TeamPCP Compromised LiteLLM in AI Supply Chain Attack
Companies Mentioned
Why It Matters
The compromise of LiteLLM exposes credentials for multiple AI providers and cloud platforms, highlighting a new attack surface in AI development pipelines and the urgent need for stronger supply‑chain defenses.
Key Takeaways
- •TeamPCP injected malicious LiteLLM versions via stolen PyPI publish token.
- •Attack began by compromising Trivy scanner to harvest CI/CD credentials.
- •Payload exfiltrated API keys for OpenAI, Anthropic, Azure, AWS, GCP.
- •.pth file persistence allowed code execution without importing LiteLLM.
- •Experts urge signed packages, SCA, and zero‑trust CI/CD controls.
Pulse Analysis
Supply‑chain attacks have migrated from traditional software to the burgeoning AI ecosystem, where open‑source libraries act as critical bridges to dozens of large‑language‑model providers. By first compromising Trivy—a widely adopted vulnerability scanner embedded in CI/CD pipelines—TeamPCP gained access to privileged build‑time tokens. Those tokens were then used to upload tampered LiteLLM releases to PyPI without altering the upstream repository, illustrating how a single compromised tool can cascade into a broader ecosystem breach.
The malicious LiteLLM packages employed two distinct delivery mechanisms. Version 1.82.7 injected a Base64‑encoded payload directly into the proxy_server.py file, executing whenever the LiteLLM proxy started. Version 1.82.8 leveraged a stealthier .pth file placed in Python’s site‑packages, which runs automatically on interpreter startup, even if the library isn’t explicitly imported. Once active, the malware scanned for environment variables and configuration files, siphoning API keys for OpenAI, Anthropic, Azure AI, as well as cloud credentials for AWS, Google Cloud, and Azure, plus Kubernetes configs. Collected data were encrypted, archived, and exfiltrated to a command‑and‑control server, while a polling backdoor maintained persistence.

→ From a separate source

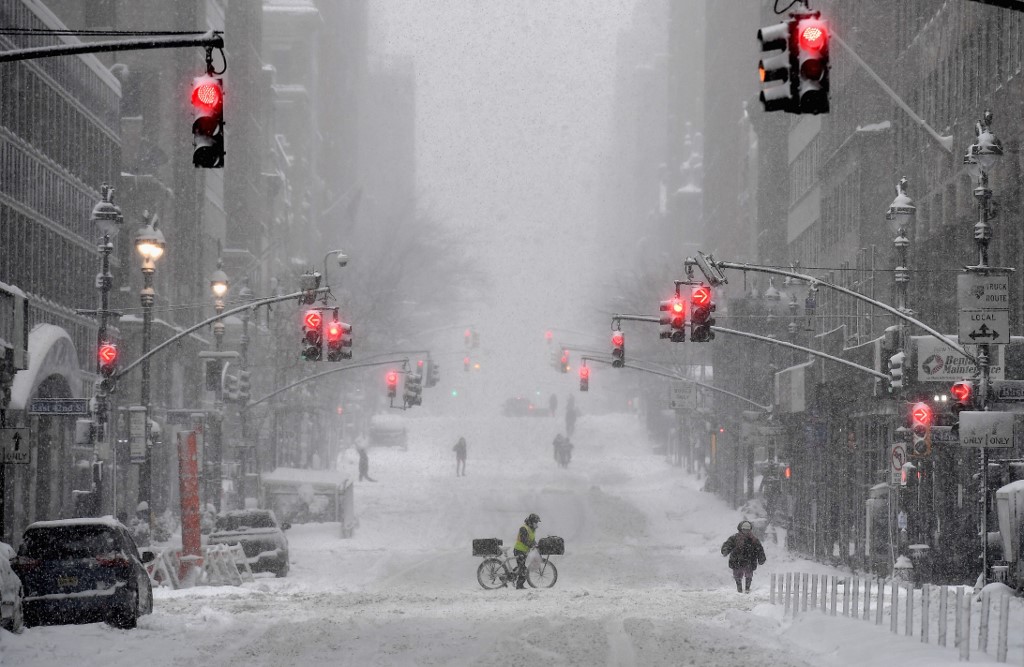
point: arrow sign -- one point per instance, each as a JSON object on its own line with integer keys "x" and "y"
{"x": 991, "y": 327}
{"x": 14, "y": 446}
{"x": 108, "y": 353}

For organizations, the incident underscores the necessity of treating AI‑related dependencies as high‑risk assets. Implementing signed package verification, rigorous Software Composition Analysis, and strict least‑privilege token policies can curb unauthorized publishing. Continuous monitoring of PyPI feeds, anomaly detection in CI/CD token usage, and network segmentation of build runners further reduce exposure. As AI services become integral to enterprise workloads, adopting zero‑trust principles across development pipelines will be pivotal in defending against supply‑chain compromises that threaten both data integrity and operational continuity.